Balandra Playa, often voted as one of the most beautiful beaches in Mexico is closed following a fire on a tourist boat which has led to the beach being covered in fuel and oil.
The accident occurred on Saturday, involving a fire and subsequent sinking of a tourist boat near to the Balandra Natural Protected Area.
Environmental agencies reported that an temporary environmental emergency was declared In the area due to the spill of hydrocarbons on the beach. The area affected hasn’t yet been confirmed but images show at least a few hundred metres of beach covered in oil.
The two environmental agencies, SEMARNAT and CONANP announced that they visited the area with the Port Authority and local NGO Red de Observadores, where they discovered traces of oil, diesel, ash and soot in the area of Balandra commonly known as ‘Mushroom Beach’.

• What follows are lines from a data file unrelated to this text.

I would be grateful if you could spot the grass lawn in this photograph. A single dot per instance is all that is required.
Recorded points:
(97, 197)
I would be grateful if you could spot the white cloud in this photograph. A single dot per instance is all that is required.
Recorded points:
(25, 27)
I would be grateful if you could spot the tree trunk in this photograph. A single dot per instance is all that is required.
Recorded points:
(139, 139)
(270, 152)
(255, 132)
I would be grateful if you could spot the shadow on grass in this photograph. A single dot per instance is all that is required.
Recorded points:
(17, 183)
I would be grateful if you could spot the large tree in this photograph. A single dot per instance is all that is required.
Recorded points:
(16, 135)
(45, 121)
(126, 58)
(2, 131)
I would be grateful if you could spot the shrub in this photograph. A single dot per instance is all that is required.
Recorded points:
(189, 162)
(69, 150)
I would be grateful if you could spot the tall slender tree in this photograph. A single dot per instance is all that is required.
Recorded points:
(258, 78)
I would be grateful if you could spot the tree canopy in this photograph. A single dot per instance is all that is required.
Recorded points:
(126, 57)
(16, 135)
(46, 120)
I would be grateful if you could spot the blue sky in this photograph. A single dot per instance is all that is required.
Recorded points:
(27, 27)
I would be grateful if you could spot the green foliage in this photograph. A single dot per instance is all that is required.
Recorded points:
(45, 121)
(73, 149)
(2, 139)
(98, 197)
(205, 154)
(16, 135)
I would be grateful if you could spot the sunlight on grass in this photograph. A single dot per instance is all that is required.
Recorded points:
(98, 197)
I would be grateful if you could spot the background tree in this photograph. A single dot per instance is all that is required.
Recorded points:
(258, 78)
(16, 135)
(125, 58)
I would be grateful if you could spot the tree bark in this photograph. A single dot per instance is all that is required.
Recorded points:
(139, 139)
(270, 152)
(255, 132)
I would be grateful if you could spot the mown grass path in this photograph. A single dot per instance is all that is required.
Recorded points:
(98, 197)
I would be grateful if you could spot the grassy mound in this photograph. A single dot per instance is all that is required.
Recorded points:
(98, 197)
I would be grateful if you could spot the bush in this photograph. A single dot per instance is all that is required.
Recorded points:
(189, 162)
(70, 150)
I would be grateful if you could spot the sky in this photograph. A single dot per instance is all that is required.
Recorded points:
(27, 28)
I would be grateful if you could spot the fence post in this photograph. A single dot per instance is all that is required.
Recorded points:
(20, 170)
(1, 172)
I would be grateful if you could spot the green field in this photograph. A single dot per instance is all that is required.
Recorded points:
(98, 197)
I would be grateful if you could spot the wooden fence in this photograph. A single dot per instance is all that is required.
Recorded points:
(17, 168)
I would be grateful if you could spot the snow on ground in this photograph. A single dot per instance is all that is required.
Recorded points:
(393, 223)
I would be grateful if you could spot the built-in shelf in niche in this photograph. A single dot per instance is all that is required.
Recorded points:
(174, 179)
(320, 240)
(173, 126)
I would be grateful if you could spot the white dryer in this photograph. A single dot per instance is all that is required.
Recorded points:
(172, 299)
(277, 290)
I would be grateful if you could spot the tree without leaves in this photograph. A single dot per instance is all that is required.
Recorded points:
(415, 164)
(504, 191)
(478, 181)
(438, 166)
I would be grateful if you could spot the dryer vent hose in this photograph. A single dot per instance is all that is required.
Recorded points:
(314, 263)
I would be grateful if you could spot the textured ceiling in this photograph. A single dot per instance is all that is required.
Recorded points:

They also found the burnt remains of the sunken yacht. The amount of hydrocarbons on the beach is considerable, so they have chosen to close the beach until further notice. This will allow the relevant teams to carry out cleaning work, and also to safeguard visitors to the area.
Little is known about the sunken yacht at this point, such as whether they paid for a ticket with CONANP to access they area, or whether the yacht was sailing or anchored at the time of the fire.
According to sources at the Port Authority, the tourist vessel, which was called Fortius, left Marina Cortés on Thursday August 18th at around 7:30pm, heading for the islands. There were 8 passengers and 4 crew members on board.
The fire apparently occurred on Saturday August 20th at around 11:30pm, two days after the excursion began.
This is not the first unfortunate incident involving tourists at Balandra. On July 12th a tourist tragically drowned off the beach here. By the time paramedics arrived on the scene the person no longer had vital signs and had passed away from asphyxiation.
The tourist boat fire and subsequent oil spill has been widely talked about on social media. Many people are not only condemning the party for the huge environmental impact caused by the fire, but are questioning the lack of surveillance in this Protected Natural Area, where there is an entrance fee with limited hours of entry.
For the past two years, locals have been virtually unable to take advantage of visiting beautiful areas such as this due to the restrictions imposed by CONANP, so many have complained of the unfairness that tourists had such easy access.
A few months ago, many environmentalists in the region led a protest movement against tourist cruises to areas of natural beauty, however they have been silent on this matter of environmental destruction.
A group of tour operators from La Paz organised to meet in the early hours of yesterday morning (August 23rd), in order to join in and carry out their own cleaning work on the beach.
Accidents involving tourists are not common in the region, however this year that have been a few incidents highlighting both dangers to tourists and the need for tourists to be respectful of the local area.
In May, a tourist boat ran aground near Socorro Island which left 14 tourists and 11 crew members stranded. All passengers had to be taken to shore by a search and rescue team.
Before that, March saw two tourists rescued from a burning boat just off the coast of Cabo San Lucas.
The authorities have urged tourists to be careful when out on the water for many reasons, including the presence of strong tides during monsoon season and the possible scamming of tourists by ‘coyotes’ who may provide expensive boat trips with any certifications or safety licences.